ステラのように4色に光、とまでは思っていなかったが、せめて何か色が付いたり、悪くても透明のまま、と思ったのだが、まさか黒に染まってしまうとは思わなかった。
「ターニャさん、その…黒って…なんですか?」
「黒はちょっとレアな感じなんですが、テイマーになります!」
「テイマー?」
悪くても商人とかで収まると思っていたから聞き慣れない名前に驚いた。もし俺の素質がテイマーという事であれば、ミアに稽古をつけてもらっていてもいくらやっても勝てないわけだ。
「はい!テイマーはそもそも魔獣やモンスターなんかを手なずけるためのスキル、という事で昔からかなりのレアスキルとして重宝されていたんですけどね。…最近は農作業とかの単純労働とかを奴隷の代わりに行うような、そういうイメージが強いですね」
「そ、そうですか…。農作業か…」
知り合いにテイマーがいるわけでもないし、今まで自分が経験したり、見たことがあるわけでもないこのスキルは使いようがなさそうに思えて、思いっきり肩を落としてしまった。
実際にギルドの受付嬢も、奴隷の代わり、農作業のような単純作業の労働向け、という事では、あまり勝手がよくなさそうだ。
まぁ、生まれ変わったからと言って特別な能力が手に入るわけではない、という事だな。
「そ、そうだアレン君、上の図書室に来ませんか?」
「上?図書室があるんですか?」
「はいっ!冒険者登録をされた方しか入れないのですが、ギルドに貯蔵されている本を自由に閲覧することができます。もしかしたらテイマーの本もあるかもしれませんよ?アレン君とステラちゃんは将来有望な冒険者なので、私の生活費のためにも一杯頑張ってもらわないと!テイマーは私もこのあたりのギルドではアレン君以外見たことないですから、誰かに聞くこともできないでしょうからおすすめですよ!」
「アレン君。
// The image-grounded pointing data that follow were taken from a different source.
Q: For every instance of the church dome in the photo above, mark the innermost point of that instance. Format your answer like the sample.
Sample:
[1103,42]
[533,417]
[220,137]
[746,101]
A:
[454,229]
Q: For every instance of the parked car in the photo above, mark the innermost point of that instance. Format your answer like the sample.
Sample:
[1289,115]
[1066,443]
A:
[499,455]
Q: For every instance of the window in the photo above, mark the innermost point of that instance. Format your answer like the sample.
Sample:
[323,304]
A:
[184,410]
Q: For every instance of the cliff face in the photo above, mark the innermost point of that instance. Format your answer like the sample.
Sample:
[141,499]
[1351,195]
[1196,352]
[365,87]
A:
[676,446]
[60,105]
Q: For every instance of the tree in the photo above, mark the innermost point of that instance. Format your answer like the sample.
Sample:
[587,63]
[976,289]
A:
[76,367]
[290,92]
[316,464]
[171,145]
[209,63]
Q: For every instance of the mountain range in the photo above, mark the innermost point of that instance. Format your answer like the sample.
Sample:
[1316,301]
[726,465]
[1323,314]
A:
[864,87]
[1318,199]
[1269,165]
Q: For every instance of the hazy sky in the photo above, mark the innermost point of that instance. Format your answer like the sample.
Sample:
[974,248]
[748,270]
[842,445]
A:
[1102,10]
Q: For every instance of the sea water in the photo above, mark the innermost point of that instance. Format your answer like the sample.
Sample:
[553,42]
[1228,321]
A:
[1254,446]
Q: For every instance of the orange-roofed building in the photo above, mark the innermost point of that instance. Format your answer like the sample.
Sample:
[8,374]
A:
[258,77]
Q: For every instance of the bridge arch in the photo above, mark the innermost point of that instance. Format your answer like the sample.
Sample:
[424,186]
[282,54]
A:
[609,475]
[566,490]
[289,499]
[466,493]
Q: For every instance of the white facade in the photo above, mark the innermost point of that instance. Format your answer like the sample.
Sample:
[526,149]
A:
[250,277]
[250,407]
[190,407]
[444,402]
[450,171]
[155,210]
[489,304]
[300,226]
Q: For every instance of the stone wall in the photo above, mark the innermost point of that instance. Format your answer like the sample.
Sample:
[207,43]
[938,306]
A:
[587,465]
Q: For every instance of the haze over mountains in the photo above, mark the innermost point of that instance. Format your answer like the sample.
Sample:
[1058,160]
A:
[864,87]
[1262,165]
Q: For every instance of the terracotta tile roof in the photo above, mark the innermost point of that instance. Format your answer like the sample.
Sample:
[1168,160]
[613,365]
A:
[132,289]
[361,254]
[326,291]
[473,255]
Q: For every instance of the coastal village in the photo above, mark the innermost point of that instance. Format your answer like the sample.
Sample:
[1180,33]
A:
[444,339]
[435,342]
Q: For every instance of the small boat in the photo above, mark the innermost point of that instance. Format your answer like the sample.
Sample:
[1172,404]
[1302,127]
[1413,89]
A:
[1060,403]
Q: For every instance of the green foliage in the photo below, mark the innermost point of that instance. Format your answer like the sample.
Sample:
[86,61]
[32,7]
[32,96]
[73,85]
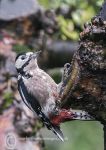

私も図書室に行ってみたい。おもしろそうな魔導書があるかもしれない」
ステラにも促され、俺はターニャの提案を受けることにした。せっかく自分の適性がわかったのに使い方がわからないんじゃしょうがない。
「ありがとうございます、ターニャさんのいう通り、図書室に行ってみたいです」
「はい!お任せください!階段を上ってすぐなんです!どうぞこちらへ!」
俺たちは案内されるがまま、近くにあった大きな階段を上り始めた。下の喧騒が嘘のように、2階は静かだった。
階段を登りきったところのカウンターに職員の人がいて、ターニャが何か話すとすぐに中へ通してくれた。
「おぉ!!すごいねアレン君!なんか、すごい本がありそうな気がする!」
目を大きく見開きながら見ているステラはまた探求心魂に火が付いたのだろう。普段は見ることができないような魔導書がないか気になって仕方がない様子だ。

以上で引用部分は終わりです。